Most CO2 EOR opportunities are in Texas and near the Gulf of Mexico. There are some old coal plants near such sites, the retrofit of which with CO2 scrubbers would be very profitable, because the current price paid for CO2 at the EOR site is $25 to $40 a tonne. But if an adequate CO2 pipeline infrastructure were in place, then coproduction plants located up to a couple of thousand km from EOR sites would be able to compete in EOR markets because these plants would be profitable even at plant gate selling prices of $0/t (Figure 2), while the cost of long-distance transport via trunk pipelines is likely to be in the range $20 to $30 a tonne. This finding implies that with this infrastructure, captured CO2 from as far away as wellhead-sited gas-based coproduction plants in Pennsylvania and New York using Marcellus and Utica shale gas and coal-based repowering coproduction plants in West Virginia could plausibly be competitive in CO2 EOR markets in both the Gulf region and in Texas.

Figure 2. Internal rate of return on equity (IRRE) for the alternatives to a written‐off coal plant (WO PC‐V ‐ Table 1), as a function of the plant‐gate CO2 selling price for EOR markets. Assumed prices: $2.0, $4.5, and $5.0 per GJ for coal, natural gas, and biomass, and $90/barrel for crude oil.


Policy analysis relating to CO2 EOR and early action on CCS

The above analyses show that CO2 EOR offers the opportunity to launch CCS technologies in the market — even in the absence of a carbon mitigation policy, while generating significant reductions in GHG emissions for both power generation and liquid fuels production, using technologies that could be brought into the market now. Technologies making synthetic fuels and synfuels + electricity are key to making CO2 EOR a major CCS activity, because such systems would be able to compete even in distant EOR markets if an adequate CO2 pipeline infrastructure were in place.
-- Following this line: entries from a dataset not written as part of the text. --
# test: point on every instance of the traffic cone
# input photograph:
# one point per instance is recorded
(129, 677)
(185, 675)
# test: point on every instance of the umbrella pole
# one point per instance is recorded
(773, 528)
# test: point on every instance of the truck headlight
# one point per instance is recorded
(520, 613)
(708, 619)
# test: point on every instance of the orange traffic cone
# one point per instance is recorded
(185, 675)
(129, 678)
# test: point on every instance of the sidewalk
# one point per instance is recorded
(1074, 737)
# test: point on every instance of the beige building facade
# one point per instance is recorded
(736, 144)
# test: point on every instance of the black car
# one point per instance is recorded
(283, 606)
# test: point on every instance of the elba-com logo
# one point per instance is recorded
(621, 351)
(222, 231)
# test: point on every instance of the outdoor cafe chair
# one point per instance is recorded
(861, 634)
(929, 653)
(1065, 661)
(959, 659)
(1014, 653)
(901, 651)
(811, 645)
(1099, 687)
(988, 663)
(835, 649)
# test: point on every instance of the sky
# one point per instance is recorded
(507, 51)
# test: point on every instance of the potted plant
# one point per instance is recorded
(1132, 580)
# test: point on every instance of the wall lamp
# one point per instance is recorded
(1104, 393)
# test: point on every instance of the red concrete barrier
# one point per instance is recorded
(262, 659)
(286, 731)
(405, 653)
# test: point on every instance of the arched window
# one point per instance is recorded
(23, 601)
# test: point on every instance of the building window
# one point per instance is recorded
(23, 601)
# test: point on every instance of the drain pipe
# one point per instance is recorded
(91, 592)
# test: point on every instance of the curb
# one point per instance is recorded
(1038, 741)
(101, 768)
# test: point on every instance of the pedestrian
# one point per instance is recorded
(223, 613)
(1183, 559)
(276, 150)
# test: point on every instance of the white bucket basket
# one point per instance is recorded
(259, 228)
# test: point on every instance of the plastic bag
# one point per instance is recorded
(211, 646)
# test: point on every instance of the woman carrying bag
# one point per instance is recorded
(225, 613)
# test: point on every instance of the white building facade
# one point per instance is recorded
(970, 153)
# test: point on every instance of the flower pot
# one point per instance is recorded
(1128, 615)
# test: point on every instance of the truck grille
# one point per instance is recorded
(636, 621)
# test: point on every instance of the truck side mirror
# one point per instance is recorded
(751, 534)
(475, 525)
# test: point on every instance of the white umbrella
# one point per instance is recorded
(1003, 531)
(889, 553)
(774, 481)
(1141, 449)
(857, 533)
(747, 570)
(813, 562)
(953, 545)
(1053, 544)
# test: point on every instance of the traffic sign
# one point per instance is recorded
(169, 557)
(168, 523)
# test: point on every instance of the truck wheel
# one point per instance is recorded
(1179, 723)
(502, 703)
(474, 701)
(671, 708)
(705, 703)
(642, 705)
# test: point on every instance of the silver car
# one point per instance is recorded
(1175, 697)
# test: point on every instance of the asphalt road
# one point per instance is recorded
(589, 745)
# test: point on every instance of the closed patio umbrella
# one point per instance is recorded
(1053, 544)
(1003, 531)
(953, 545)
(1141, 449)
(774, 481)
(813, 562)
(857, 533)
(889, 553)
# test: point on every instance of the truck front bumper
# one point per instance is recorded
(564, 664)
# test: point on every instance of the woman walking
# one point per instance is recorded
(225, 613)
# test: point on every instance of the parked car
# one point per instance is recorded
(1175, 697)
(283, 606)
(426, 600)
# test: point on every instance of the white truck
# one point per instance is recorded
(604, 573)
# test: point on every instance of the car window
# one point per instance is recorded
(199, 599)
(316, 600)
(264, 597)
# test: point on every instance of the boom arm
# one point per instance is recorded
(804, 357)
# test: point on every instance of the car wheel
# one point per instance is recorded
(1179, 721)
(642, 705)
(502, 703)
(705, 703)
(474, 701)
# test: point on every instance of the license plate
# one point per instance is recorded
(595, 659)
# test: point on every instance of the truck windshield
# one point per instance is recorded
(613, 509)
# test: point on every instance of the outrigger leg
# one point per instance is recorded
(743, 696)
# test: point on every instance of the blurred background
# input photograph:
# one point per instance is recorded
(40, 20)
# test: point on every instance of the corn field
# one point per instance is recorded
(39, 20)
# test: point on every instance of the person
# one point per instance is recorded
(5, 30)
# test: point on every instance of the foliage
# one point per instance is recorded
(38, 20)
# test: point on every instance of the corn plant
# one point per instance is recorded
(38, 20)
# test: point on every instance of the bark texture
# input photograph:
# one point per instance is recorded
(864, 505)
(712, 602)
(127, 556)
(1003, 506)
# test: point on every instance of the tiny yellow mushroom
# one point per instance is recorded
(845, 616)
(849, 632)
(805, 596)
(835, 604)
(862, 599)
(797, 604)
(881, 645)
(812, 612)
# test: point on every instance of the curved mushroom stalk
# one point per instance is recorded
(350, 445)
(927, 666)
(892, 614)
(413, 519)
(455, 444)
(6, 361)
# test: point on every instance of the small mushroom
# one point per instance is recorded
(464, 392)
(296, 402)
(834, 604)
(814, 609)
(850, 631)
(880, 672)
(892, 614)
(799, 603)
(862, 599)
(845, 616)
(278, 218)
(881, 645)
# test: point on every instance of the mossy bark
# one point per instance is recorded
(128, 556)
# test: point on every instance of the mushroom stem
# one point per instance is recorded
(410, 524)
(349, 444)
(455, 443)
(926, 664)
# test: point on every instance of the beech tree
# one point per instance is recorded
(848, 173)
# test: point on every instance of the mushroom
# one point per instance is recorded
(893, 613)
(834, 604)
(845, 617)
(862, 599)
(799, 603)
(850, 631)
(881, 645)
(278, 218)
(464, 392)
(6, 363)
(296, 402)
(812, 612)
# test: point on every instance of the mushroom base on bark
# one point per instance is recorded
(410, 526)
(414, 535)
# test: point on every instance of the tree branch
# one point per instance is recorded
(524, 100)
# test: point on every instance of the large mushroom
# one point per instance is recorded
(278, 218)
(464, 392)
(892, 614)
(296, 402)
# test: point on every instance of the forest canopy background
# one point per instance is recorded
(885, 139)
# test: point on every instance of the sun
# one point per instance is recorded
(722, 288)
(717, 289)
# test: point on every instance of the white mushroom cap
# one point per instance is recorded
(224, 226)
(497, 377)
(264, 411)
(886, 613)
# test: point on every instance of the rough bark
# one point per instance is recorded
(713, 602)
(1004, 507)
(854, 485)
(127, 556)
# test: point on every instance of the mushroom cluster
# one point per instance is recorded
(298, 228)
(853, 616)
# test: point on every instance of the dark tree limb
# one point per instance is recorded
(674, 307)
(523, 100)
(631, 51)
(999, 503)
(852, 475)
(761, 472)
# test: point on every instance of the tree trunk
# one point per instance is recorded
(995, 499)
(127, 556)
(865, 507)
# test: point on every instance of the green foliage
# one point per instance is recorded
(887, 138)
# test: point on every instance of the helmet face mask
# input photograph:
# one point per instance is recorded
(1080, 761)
But most energy investors and policymakers are unaware of the technologies offering these strategic opportunities, and this situation is likely to persist until one or more of these technologies coupled to CO2 EOR is demonstrated at commercial scale—an undertaking that is likely to require some kind of public sector support. Williams is investigating alternative public policy options by which some support might be provided, giving particular attention to opportunities that don’t require federal government expenditures, in light of fiscal constraints facing the federal government.

One of Williams’ 2011 activities was his participation in the Department of Energy’s Quadrennial Technology Review, the goal of which was to find ways to make the Department more effective in establishing the technologies it is trying to advance in the market. Williams discussed in both QTR meetings and in written submissions to the QTR the strategic importance of CO2 EOR and of tying synfuels and synfuels + electricity projects to CO2 EOR applications. The QTR report released in September 2011, though, made no mention of CO2 EOR.

In October 2011, Energy Secretary Chu asked the National Coal Council to prepare reports on CCS, CO2 EOR, and synfuels. Subsequently the NCC invited Williams to participate in this study. Williams has accepted and intends to bring to that study the perspective discussed here.